This repository provides files and notebooks for predicting hiking times, using GPX tracks as inputs. It contains notebooks for training of simple models and scripts for running inference on new GPX tracks. The hiking time is estimated as the moving / walking time, to which times for breaks / pauses need to be added in order to get the duration of a hike. When using own records of GPX tracks for training, the models estimate personalized walking times.
The estimates are based on simple statistics about GPX tracks, GPX tracks themselves, or a combination of the two. The statistical features include the length of tracks, the total elevation gain and the total elevation loss. In order to obtain good predictions based on a relatively small number of GPX tracks, the latter are split into smaller pieces which are used as inputs for the model. The same preprocessing steps are applied during inference. A dataset of 40-50 GPX tracks allows to train models that predict walking times much better than standard formulas.
The repository includes files for extracting data from tracks, training models and making predictions.
Run
conda env create -f environment.yml
and activate environment hikingTimePredictor
by typing
source activate hikingTimePredictor
and run
pip install -r requirements.txt
.
Run
python prepareData.py base_folder filter_key
where base_folder
is the folder in which the program searches recursively
for GPX tracks (with file ending .gpx
).

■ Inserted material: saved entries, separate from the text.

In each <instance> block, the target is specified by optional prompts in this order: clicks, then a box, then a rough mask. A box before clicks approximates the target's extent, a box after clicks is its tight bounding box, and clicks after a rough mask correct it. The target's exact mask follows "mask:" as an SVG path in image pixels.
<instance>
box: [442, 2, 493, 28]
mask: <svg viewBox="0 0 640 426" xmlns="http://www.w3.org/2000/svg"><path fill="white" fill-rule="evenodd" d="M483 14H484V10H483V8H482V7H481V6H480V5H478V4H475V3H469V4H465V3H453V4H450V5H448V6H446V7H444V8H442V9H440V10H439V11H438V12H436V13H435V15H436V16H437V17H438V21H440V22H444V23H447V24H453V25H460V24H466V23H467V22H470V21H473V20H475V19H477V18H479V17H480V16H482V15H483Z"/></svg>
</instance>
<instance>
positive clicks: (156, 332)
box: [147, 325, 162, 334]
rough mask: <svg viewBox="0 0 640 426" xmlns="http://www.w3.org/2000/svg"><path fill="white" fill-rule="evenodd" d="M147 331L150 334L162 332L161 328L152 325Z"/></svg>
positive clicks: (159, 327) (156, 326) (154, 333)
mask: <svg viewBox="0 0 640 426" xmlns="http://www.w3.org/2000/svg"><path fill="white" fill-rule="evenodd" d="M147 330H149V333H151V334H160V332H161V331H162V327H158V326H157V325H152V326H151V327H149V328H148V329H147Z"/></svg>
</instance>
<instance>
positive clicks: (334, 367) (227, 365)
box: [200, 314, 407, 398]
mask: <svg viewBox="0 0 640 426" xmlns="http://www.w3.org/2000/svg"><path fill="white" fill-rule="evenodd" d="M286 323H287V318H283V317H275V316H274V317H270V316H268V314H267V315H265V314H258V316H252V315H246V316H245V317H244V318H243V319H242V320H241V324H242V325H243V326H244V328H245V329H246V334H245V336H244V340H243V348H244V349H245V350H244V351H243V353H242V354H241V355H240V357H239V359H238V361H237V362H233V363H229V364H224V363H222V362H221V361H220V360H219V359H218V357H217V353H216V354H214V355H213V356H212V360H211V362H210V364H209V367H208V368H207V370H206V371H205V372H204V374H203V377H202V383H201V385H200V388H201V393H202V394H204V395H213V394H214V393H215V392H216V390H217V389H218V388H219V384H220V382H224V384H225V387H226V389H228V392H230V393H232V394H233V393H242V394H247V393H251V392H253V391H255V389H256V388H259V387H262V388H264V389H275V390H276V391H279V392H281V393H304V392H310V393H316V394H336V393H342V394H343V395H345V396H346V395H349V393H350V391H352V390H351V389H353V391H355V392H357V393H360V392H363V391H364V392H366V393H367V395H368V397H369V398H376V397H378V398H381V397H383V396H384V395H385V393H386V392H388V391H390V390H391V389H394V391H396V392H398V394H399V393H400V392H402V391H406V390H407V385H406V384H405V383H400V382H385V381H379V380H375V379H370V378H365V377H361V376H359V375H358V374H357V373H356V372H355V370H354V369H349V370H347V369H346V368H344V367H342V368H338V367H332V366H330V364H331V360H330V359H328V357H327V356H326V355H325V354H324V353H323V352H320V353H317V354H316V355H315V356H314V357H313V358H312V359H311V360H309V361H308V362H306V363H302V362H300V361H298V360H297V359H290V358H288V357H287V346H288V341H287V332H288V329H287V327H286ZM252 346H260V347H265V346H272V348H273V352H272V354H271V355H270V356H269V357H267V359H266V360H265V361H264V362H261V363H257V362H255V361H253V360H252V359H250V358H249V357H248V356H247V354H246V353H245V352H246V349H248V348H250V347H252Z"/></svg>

It filters for files that contain
filter_key
in their path, which could for example be Hiking
.
Open the notebook hikingTimeRegression_v1.ipynb
(or v2
, v3
) and follow the steps described there.
Run
python inference.py input_file model_type
where input_file
is the name of the GPX track for which walking times should be estimated. model_type
is either 'simple' for v1, 'recurrent' for v2 and 'mixed' for v3.
MIT, see LICENSE for more information